Computer Aided Medical Procedures, Technische Universität München, Munich, Germany.
Siemens Healthcare GmbH, Advanced Therapies, Forchheim, Germany.
Int J Comput Assist Radiol Surg. 2018 Jun;13(6):847-854. doi: 10.1007/s11548-018-1746-2. Epub 2018 Apr 10.
Clinical procedures that make use of fluoroscopy may expose patients as well as the clinical staff (throughout their career) to non-negligible doses of radiation. The potential consequences of such exposures fall under two categories, namely stochastic (mostly cancer) and deterministic risks (skin injury). According to the "as low as reasonably achievable" principle, the radiation dose can be lowered only if the necessary image quality can be maintained.
Our work improves upon the existing patch-based denoising algorithms by utilizing a more sophisticated noise model to exploit non-local self-similarity better and this in turn improves the performance of low-rank approximation. The novelty of the proposed approach lies in its properly designed and parameterized noise model and the elimination of initial estimates. This reduces the computational cost significantly.
The algorithm has been evaluated on 500 clinical images (7 patients, 20 sequences, 3 clinical sites), taken at ultra-low dose levels, i.e. 50% of the standard low dose level, during electrophysiology procedures. An average improvement in the contrast-to-noise ratio (CNR) by a factor of around 3.5 has been found. This is associated with an image quality achieved at around 12 (square of 3.5) times the ultra-low dose level. Qualitative evaluation by X-ray image quality experts suggests that the method produces denoised images that comply with the required image quality criteria.
The results are consistent with the number of patches used, and they demonstrate that it is possible to use motion estimation techniques and "recycle" photons from previous frames to improve the image quality of the current frame. Our results are comparable in terms of CNR to Video Block Matching 3D-a state-of-the-art denoising method. But qualitative analysis by experts confirms that the denoised ultra-low dose X-ray images obtained using our method are more realistic with respect to appearance.
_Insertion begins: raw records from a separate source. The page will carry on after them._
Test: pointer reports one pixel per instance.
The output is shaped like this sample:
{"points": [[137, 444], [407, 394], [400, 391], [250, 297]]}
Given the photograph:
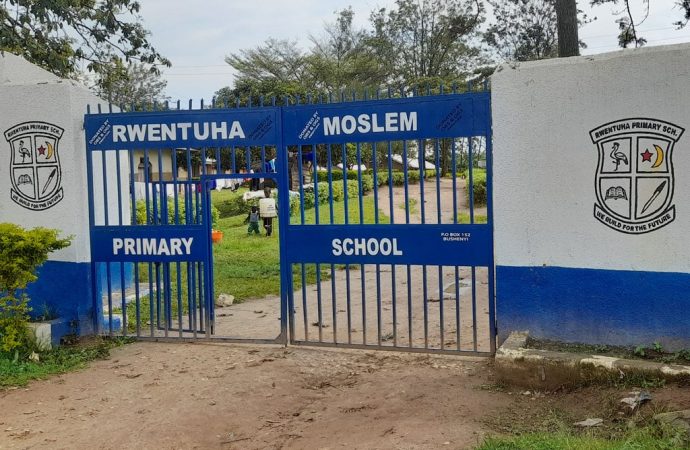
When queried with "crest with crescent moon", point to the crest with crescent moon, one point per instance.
{"points": [[634, 181], [35, 172]]}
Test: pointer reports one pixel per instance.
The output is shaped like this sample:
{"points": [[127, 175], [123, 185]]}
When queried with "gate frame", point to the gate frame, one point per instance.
{"points": [[287, 319]]}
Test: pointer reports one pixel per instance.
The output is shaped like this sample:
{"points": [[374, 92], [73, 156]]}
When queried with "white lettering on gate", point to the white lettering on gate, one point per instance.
{"points": [[152, 246], [157, 132], [365, 247], [369, 123]]}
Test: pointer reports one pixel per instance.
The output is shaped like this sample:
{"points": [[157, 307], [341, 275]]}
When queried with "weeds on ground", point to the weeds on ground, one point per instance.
{"points": [[554, 429], [15, 371]]}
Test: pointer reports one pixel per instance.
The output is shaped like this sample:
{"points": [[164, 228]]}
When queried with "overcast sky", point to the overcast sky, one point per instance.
{"points": [[197, 35]]}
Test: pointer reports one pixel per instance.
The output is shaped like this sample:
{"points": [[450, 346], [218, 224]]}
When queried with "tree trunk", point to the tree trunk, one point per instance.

临床中使用透视技术的程序可能会使患者以及临床工作人员(在整个职业生涯中)受到不可忽视的辐射剂量。这些暴露的潜在后果分为两类,即随机(主要是癌症)和确定性风险(皮肤损伤)。根据“尽可能低”的原则,只有在维持必要的图像质量的情况下,才能降低辐射剂量。
我们的工作通过利用更复杂的噪声模型来改进现有的基于补丁的去噪算法,从而更好地利用非局部自相似性,这反过来又提高了低秩逼近的性能。所提出方法的新颖之处在于其合理设计和参数化的噪声模型以及消除初始估计。这大大降低了计算成本。
该算法已经在 500 张临床图像(7 位患者,20 个序列,3 个临床部位)上进行了评估,这些图像是在超低剂量水平下拍摄的,即标准低剂量水平的 50%,用于电生理程序。发现对比度噪声比(CNR)平均提高了约 3.5 倍。这与在大约 12 倍(3.5 的平方)超低剂量水平下实现的图像质量相关。射线图像质量专家的定性评估表明,该方法产生的去噪图像符合所需的图像质量标准。
结果与使用的补丁数量一致,并且它们表明可以使用运动估计技术和从先前帧“回收”光子来提高当前帧的图像质量。我们的结果在 CNR 方面与 Video Block Matching 3D(一种最先进的去噪方法)相当。但是专家的定性分析证实,使用我们的方法获得的超低调射线图像去噪更加逼真。